Born in Indiana, George cut his teeth, so to speak, as a smallmouth bass fisherman on the rocky limestone creeks of his native state. Upon moving north to Michigan in 1960, he found that the equivalent waters here supported a significant population of trout. It was, therefore, only natural that his passion for fishing would undergo a transfer of species to salmonids. He avidly pursued his sport, reading much of the available literature. He was a charter member of the Kalamazoo Valley Chapter Trout Unlimited and enthusiastically used his many talents to promote the growth of the chapter and the ideals of the national organization of Trout Unlimited.
His philosophy was, of course, consistent with his personality. He never really counted the number of trout he caught, but rather counted the hours of enjoyment and solitude that he spent on the stream. The act of pursuing and fooling a good trout with a well presented fly was not the only objective; he enjoyed the whole experience. The sight of a doe leading her fawn to the stream to drink the clear waters was a savored occasion. The thundering wing beat of a grouse or the whistling flight of a woodcock weaving its way through the tag alders added to the musical sounds of the river. The call of the whippoorwill signaled a good evening hatch. Even the frolicking play of a family of otters could be appreciated, though he knew that they would figuratively scare the spots off any trout in the vicinity.

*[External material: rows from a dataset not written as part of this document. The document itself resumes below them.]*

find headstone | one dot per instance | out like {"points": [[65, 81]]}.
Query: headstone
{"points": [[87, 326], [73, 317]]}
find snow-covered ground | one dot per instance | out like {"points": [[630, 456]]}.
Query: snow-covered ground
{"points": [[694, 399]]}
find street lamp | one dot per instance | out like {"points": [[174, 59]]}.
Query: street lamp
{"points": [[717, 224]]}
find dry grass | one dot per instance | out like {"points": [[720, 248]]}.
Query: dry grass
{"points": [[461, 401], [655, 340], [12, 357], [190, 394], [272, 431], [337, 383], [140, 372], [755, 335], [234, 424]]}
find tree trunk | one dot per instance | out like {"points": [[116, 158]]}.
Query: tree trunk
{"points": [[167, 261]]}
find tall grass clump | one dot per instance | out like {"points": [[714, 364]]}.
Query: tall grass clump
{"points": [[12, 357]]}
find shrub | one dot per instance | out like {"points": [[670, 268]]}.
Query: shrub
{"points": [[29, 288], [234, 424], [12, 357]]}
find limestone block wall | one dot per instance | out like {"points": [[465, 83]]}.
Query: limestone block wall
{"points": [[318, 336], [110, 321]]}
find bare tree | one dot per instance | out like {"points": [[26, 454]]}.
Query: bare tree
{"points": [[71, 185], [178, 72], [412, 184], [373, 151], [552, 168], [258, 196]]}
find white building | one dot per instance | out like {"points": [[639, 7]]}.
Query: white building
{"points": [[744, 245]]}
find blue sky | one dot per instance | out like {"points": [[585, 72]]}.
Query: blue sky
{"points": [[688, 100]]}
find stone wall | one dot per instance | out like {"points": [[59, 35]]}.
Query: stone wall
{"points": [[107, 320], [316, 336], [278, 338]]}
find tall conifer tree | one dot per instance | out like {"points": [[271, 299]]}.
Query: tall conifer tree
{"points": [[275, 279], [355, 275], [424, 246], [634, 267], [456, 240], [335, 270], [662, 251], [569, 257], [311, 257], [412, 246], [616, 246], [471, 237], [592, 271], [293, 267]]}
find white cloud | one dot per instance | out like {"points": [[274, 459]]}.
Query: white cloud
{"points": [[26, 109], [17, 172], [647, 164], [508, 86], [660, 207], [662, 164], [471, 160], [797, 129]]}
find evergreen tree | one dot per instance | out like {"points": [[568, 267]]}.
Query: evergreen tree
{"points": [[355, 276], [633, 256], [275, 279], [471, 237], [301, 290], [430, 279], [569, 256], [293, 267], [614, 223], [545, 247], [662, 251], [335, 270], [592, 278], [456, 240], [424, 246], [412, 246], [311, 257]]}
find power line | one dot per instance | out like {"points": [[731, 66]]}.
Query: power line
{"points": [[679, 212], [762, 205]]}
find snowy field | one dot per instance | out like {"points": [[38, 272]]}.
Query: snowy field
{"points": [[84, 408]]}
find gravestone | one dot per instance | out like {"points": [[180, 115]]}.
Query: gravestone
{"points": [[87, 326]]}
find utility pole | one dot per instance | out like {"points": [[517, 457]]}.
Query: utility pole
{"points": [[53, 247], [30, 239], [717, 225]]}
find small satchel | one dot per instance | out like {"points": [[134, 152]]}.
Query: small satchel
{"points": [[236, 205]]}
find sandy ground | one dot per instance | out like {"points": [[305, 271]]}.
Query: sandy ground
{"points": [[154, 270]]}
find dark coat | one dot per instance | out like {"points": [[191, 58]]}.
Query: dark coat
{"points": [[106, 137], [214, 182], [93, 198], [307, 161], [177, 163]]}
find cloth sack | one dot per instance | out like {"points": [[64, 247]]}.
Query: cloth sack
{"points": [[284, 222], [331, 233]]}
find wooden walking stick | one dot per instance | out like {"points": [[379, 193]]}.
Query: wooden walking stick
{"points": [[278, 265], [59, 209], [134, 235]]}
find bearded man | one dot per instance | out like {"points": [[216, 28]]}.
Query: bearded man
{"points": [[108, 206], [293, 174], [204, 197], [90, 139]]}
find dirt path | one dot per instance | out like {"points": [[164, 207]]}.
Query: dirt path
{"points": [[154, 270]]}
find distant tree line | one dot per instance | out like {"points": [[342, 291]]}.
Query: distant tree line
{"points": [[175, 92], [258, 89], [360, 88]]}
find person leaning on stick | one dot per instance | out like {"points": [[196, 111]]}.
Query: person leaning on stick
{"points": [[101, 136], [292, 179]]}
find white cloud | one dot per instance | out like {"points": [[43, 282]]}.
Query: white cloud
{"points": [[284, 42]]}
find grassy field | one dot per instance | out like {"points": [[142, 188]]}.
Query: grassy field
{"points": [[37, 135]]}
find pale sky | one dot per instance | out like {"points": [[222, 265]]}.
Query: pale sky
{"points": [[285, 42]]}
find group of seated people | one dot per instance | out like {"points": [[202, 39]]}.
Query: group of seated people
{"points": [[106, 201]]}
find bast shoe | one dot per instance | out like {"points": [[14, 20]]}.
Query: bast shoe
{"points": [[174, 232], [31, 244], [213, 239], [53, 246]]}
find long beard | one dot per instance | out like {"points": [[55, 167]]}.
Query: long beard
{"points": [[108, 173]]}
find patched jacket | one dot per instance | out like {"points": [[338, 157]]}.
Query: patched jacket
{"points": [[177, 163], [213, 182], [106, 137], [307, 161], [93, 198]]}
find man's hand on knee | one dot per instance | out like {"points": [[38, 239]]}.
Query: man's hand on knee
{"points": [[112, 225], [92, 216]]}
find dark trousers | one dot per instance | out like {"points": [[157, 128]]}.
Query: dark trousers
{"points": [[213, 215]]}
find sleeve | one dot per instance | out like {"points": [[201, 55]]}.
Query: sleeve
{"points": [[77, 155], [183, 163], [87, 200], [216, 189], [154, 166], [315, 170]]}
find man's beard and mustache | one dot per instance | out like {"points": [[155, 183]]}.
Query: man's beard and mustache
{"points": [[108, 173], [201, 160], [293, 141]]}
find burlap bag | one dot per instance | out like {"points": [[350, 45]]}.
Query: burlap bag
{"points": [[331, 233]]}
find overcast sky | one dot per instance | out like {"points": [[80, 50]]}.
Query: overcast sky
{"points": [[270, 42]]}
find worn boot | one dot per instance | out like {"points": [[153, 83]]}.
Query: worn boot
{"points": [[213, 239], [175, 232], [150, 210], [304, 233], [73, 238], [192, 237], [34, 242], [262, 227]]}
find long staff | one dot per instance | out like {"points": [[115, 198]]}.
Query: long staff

Over the years, George was keenly aware of the attrition caused by overuse and misuse of our streams. This “gentle man” was never strident, but he was firm in his persuasion that the future of trout fishing lay in conserving, maintaining, and enhancing the resource. His skills created and fostered an advertisement that explained the “catch and release” posture with the admonition: “Don`t kill off your sport – limit your kill, don`t kill your limit.” The reclamation and restoration of trout habitat were also items of prime importance.
It is therefore fitting that the Kalamazoo Valley Chapter Trout Unlimited has established the George L. Disborough Trout Unlimited Research Grant to aid and encourage the recipient graduate students and research fellows in their studies to attain these ends.